Wednesday, October 10, 2007

Still in a food coma...







Kandahar restaurant at The Oberoi is something of a legend… And a favourite with generations of Mumbai’s business fraternity. Gurtaj and I re-visited it for a feast of quintessentially Indian flavours, and took the time to savour, have a conversation, and relax, for a change...
The welcome sound of gentle classical strings and tabla waft through the corridor as we approach Kandahar. With its impeccable reputation and many years of pleasing Mumbai’s most discerned palates, we are already expecting only the best. And once again, The Oberoi doesn’t fail to deliver a special experience.
While the restaurant’s decor is not outstanding, the grand view of the sea and Marine Drive, and the smooth, professional service more than make up for it. And of course, passing by the glass-front kitchen works up a Herculean appetite, and the imagination goes wild in anticipation of the flavours to come.

ON THE MENU…
We totally let chef Narayan Rao take over the dinner selection, and it was the best decision possible!

For starters, a selection of succulent kababs, of course (Murgh Malai and Chicken Tikka).

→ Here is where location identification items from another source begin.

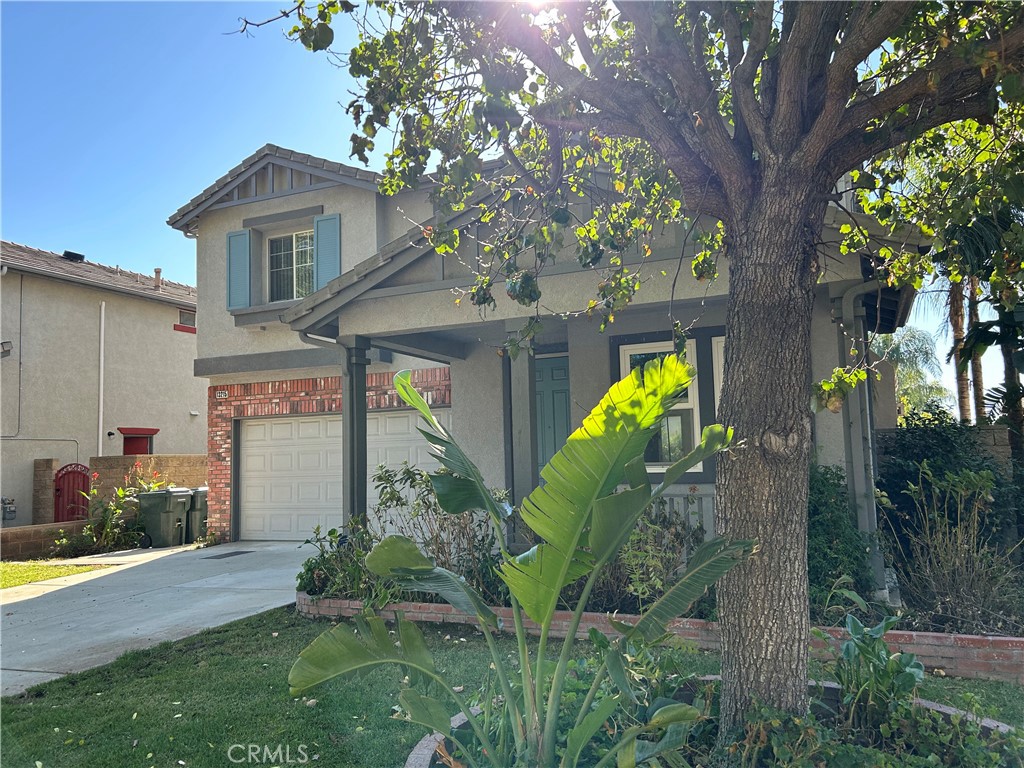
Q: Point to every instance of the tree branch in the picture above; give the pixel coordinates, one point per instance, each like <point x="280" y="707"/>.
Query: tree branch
<point x="743" y="73"/>
<point x="801" y="22"/>
<point x="864" y="33"/>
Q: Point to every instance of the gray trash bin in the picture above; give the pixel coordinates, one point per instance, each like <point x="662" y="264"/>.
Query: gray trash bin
<point x="164" y="514"/>
<point x="196" y="524"/>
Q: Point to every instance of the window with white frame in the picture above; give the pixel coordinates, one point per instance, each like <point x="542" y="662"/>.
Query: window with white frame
<point x="681" y="430"/>
<point x="290" y="261"/>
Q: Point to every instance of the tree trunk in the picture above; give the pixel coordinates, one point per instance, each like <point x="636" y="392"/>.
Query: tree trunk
<point x="1014" y="411"/>
<point x="956" y="324"/>
<point x="762" y="481"/>
<point x="977" y="378"/>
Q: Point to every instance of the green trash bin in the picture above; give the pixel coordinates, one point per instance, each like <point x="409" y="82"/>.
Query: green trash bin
<point x="196" y="524"/>
<point x="164" y="514"/>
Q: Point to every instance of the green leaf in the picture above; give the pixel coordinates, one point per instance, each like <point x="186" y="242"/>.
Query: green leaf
<point x="398" y="558"/>
<point x="457" y="495"/>
<point x="616" y="671"/>
<point x="453" y="458"/>
<point x="637" y="753"/>
<point x="396" y="552"/>
<point x="588" y="468"/>
<point x="581" y="735"/>
<point x="425" y="711"/>
<point x="709" y="563"/>
<point x="715" y="437"/>
<point x="340" y="652"/>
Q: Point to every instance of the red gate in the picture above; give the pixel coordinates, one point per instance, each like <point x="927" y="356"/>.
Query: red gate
<point x="69" y="484"/>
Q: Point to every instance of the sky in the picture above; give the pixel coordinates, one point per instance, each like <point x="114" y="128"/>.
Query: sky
<point x="115" y="115"/>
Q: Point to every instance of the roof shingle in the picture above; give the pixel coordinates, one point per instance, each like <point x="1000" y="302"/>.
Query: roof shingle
<point x="36" y="261"/>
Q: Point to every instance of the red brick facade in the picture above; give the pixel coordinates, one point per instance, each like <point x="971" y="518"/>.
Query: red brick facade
<point x="956" y="655"/>
<point x="292" y="397"/>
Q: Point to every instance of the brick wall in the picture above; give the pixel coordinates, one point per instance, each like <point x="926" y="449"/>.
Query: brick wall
<point x="292" y="397"/>
<point x="25" y="542"/>
<point x="956" y="655"/>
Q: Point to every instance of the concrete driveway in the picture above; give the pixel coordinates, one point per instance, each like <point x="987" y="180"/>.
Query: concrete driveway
<point x="145" y="597"/>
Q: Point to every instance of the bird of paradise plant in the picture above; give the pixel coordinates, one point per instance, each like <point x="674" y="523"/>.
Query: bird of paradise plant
<point x="594" y="491"/>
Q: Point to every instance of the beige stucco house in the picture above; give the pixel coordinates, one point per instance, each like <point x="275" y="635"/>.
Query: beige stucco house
<point x="314" y="288"/>
<point x="97" y="361"/>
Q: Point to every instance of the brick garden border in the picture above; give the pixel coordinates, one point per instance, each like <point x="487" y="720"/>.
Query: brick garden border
<point x="956" y="655"/>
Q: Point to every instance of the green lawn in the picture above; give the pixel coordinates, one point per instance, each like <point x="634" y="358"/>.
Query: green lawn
<point x="193" y="699"/>
<point x="16" y="573"/>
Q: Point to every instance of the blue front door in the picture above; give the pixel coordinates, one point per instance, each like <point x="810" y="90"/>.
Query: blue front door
<point x="553" y="413"/>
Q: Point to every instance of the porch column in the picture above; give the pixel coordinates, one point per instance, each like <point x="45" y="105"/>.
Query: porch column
<point x="860" y="455"/>
<point x="353" y="427"/>
<point x="523" y="418"/>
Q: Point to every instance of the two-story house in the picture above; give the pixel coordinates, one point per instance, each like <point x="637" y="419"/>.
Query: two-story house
<point x="314" y="289"/>
<point x="97" y="361"/>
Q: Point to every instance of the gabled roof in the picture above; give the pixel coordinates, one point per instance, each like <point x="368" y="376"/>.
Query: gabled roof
<point x="49" y="264"/>
<point x="326" y="170"/>
<point x="318" y="309"/>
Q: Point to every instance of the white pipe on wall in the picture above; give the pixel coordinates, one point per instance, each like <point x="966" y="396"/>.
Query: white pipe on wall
<point x="99" y="396"/>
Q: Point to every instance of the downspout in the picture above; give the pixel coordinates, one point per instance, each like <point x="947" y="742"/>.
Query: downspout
<point x="863" y="485"/>
<point x="20" y="352"/>
<point x="99" y="394"/>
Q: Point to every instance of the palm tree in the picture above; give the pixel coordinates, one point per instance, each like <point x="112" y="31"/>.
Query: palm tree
<point x="911" y="353"/>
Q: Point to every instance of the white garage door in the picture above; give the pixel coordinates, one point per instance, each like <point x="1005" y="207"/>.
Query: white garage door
<point x="291" y="469"/>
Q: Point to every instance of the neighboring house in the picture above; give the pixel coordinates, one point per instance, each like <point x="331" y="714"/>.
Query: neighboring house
<point x="97" y="361"/>
<point x="313" y="287"/>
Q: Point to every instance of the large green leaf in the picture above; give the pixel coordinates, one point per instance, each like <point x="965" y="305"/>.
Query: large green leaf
<point x="425" y="711"/>
<point x="468" y="491"/>
<point x="340" y="652"/>
<point x="588" y="468"/>
<point x="581" y="735"/>
<point x="399" y="558"/>
<point x="709" y="563"/>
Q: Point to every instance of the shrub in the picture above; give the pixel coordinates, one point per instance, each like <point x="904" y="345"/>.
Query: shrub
<point x="947" y="446"/>
<point x="463" y="544"/>
<point x="835" y="547"/>
<point x="114" y="522"/>
<point x="949" y="572"/>
<point x="338" y="569"/>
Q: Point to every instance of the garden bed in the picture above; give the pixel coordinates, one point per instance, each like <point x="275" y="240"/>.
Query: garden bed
<point x="986" y="657"/>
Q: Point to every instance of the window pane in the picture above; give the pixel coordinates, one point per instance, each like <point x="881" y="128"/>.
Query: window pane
<point x="303" y="281"/>
<point x="674" y="441"/>
<point x="304" y="248"/>
<point x="281" y="285"/>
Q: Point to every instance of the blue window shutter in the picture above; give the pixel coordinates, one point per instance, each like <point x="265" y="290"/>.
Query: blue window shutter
<point x="327" y="248"/>
<point x="238" y="269"/>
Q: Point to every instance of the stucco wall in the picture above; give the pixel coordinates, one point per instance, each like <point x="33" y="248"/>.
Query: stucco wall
<point x="49" y="389"/>
<point x="477" y="412"/>
<point x="359" y="232"/>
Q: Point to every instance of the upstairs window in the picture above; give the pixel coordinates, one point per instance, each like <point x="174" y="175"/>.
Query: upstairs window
<point x="291" y="266"/>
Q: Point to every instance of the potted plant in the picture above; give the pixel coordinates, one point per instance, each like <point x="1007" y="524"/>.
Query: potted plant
<point x="594" y="491"/>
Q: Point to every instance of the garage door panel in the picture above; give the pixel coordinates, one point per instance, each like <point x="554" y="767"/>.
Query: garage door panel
<point x="291" y="469"/>
<point x="281" y="429"/>
<point x="310" y="460"/>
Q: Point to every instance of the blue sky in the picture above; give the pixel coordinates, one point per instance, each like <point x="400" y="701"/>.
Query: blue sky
<point x="114" y="115"/>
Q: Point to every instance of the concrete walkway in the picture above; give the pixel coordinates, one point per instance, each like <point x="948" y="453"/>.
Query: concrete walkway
<point x="76" y="623"/>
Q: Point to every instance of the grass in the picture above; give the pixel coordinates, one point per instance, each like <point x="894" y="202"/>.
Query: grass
<point x="16" y="573"/>
<point x="193" y="699"/>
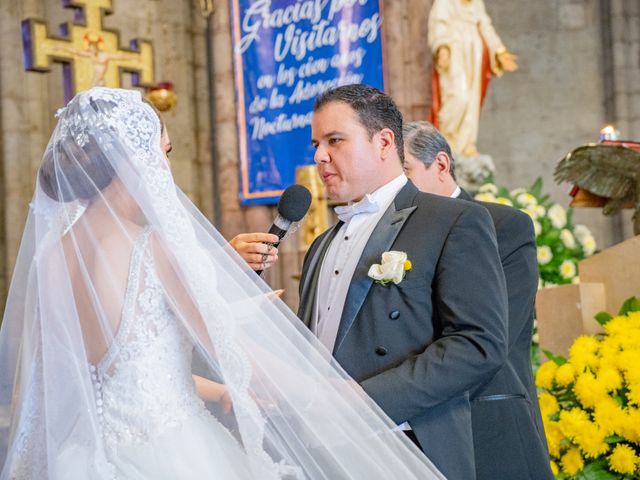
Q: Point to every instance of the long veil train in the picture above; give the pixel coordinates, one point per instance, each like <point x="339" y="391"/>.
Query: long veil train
<point x="119" y="281"/>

But the absolute highlight was a delicious corn on the cob (Bhuna Bhutta), coated with yogurt and spices, and roasted to perfection in the tandoor. Skewed on an elegant brass holder, it tasted irresistible to the last bite! But what got us munching endlessly was the traditional papad, on which we dabbed some green chilli pickle. All pickles here are homemade, and the chef is particularly proud of this one, a mix of mild and hot chillies and panch poron (a mix of five spices). And there’s another temptation in a jar on our table – a crunchy garlic pickle.

Instead of rushing with the main course, the chef gives us a much-needed break to sip on nimbu pani pink with rock salt (or rather Gurtaj sips it as I HATE rock salt), and the most refreshing thin chaas (a yogurt drink) laced with subtle spices and sprinkled generously with dhania leaves.

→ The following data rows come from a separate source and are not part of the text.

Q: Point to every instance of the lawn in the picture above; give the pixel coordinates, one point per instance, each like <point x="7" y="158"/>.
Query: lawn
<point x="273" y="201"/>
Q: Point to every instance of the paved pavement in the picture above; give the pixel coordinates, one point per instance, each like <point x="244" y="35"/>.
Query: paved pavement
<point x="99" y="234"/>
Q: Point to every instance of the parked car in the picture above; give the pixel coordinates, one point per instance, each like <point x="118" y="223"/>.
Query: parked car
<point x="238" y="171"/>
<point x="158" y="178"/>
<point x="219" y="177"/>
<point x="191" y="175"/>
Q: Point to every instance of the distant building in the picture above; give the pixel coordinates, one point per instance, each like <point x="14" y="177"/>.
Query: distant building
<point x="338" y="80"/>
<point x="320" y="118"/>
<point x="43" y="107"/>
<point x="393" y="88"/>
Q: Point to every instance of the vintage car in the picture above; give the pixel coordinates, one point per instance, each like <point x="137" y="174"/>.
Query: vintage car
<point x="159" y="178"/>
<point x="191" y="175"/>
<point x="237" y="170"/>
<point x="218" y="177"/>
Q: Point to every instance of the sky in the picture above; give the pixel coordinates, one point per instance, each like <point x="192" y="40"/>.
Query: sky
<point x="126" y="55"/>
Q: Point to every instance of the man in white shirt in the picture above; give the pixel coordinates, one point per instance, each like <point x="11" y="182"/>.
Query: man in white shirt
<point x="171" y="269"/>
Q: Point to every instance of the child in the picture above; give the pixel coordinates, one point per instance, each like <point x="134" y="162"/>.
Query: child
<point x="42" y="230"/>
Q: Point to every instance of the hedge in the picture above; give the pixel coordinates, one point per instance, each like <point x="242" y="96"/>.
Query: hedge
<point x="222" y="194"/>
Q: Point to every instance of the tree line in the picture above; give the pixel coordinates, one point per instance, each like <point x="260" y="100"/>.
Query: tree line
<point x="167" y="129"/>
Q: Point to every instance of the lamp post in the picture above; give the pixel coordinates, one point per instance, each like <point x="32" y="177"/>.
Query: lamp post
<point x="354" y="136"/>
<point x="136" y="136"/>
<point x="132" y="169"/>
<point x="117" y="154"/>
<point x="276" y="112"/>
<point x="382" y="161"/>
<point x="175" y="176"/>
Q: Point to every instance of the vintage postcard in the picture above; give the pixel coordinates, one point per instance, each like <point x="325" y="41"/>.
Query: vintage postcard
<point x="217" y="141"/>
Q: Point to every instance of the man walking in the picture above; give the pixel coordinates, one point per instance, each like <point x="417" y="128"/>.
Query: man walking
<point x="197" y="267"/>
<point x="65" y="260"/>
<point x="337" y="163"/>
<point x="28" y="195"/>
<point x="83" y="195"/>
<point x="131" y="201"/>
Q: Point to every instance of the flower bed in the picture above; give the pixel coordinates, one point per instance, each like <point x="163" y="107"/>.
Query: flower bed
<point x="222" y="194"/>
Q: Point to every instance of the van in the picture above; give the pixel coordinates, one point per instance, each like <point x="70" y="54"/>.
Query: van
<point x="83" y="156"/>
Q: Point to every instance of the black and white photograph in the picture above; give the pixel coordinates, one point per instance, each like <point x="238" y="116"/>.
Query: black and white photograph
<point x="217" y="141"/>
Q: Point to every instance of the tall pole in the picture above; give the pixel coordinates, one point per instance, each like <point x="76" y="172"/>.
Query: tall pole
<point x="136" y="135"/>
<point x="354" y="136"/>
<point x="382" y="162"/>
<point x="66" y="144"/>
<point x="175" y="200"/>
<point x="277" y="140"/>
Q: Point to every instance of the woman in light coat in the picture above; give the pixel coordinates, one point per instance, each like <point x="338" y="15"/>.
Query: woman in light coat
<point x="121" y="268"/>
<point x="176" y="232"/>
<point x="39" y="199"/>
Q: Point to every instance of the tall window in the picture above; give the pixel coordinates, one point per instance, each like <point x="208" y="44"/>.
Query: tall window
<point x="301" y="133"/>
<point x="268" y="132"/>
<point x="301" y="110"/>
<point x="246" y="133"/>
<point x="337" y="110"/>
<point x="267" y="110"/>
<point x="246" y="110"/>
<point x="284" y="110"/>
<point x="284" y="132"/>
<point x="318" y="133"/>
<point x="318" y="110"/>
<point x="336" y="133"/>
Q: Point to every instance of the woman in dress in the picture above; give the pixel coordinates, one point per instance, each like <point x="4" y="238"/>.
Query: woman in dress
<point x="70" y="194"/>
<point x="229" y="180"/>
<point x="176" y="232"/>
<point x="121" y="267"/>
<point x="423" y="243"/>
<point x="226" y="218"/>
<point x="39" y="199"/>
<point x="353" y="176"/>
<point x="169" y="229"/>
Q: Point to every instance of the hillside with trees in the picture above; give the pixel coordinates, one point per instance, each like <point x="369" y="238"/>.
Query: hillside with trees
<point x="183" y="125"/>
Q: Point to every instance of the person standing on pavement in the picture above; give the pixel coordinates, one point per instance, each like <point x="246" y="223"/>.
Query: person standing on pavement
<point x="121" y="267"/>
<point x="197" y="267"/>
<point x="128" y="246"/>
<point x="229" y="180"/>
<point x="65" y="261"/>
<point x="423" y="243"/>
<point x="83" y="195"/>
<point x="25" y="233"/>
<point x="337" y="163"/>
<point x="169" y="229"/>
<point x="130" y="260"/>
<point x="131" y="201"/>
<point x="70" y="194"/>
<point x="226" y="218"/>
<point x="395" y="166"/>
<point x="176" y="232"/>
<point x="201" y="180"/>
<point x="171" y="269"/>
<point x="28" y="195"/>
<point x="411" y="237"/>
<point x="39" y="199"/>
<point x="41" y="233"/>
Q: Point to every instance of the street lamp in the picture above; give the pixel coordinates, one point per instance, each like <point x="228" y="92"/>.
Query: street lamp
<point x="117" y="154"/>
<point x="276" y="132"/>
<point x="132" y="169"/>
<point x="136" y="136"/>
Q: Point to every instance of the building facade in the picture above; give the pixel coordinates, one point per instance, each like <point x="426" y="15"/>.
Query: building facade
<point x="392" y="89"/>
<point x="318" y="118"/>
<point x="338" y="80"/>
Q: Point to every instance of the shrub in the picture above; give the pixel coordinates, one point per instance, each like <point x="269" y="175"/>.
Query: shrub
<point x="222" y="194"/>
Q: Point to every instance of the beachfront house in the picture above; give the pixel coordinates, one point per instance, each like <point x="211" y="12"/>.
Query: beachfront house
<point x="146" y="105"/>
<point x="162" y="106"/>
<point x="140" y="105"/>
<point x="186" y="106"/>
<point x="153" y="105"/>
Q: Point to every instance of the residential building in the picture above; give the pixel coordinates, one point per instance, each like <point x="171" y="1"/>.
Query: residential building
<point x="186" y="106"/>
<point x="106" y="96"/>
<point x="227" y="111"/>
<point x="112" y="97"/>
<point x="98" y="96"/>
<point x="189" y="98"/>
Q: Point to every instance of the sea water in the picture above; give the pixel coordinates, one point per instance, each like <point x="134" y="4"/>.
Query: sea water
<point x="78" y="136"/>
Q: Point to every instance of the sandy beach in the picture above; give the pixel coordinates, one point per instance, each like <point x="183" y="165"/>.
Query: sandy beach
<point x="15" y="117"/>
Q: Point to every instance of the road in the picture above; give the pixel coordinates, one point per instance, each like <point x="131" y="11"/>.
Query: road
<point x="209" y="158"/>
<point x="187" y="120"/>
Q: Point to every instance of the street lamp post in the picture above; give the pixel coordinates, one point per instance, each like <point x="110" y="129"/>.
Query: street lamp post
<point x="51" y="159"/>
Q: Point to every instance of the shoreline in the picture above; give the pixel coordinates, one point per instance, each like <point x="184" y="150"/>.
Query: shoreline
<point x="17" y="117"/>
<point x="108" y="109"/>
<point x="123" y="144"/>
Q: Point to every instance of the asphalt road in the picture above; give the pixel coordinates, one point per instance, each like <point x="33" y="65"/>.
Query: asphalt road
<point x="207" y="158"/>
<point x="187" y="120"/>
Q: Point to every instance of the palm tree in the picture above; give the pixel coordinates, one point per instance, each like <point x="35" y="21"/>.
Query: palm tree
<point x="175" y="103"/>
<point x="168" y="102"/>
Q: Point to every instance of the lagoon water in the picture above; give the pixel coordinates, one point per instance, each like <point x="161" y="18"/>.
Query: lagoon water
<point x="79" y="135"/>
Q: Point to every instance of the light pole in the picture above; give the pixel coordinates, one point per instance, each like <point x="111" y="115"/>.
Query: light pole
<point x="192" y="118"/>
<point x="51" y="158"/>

What follows is a truly ‘homemade’ meal delivered by 5-star staff. India’s favourite dishes and flavours take centre stage at our table:
- starting off with nalli ghosht (lamb on the bone, slow-cooked in meticulously and almost scientifically layered spices, condiments and yogurt. The gravy is then strained – no wonder it’s so smooth. Every tiny glistening drop of oil looks perfect!)
- elegant brass bowls of black daal steam away (a traditional thick, brown Indian lentil stew, for which several "signature" Indian restaurants claim to have the best recipe. Gurtaj's favourite is Bukhaara's, part of the Sheraton group, but I think this one is excellent too. However, the one we agree upon completely is the black daal at 1000 Oaks restaurant in Pune) . The consistency is thick and generous, tasting creamier with every spoonful.
- Miniature achari aloos gleefully roll on our plates, tasting perfectly with ajwain ki roti
- A green touch is provided by the methi cooked to perfection – just right, still fresh, its colour vibrant, as if it has just been plucked. And we go through a historic moment that evening, when Gurtaj actually eats methi (a very bitter grassy vegetable) - in normal circumstances, I would not even dream of him having it!!!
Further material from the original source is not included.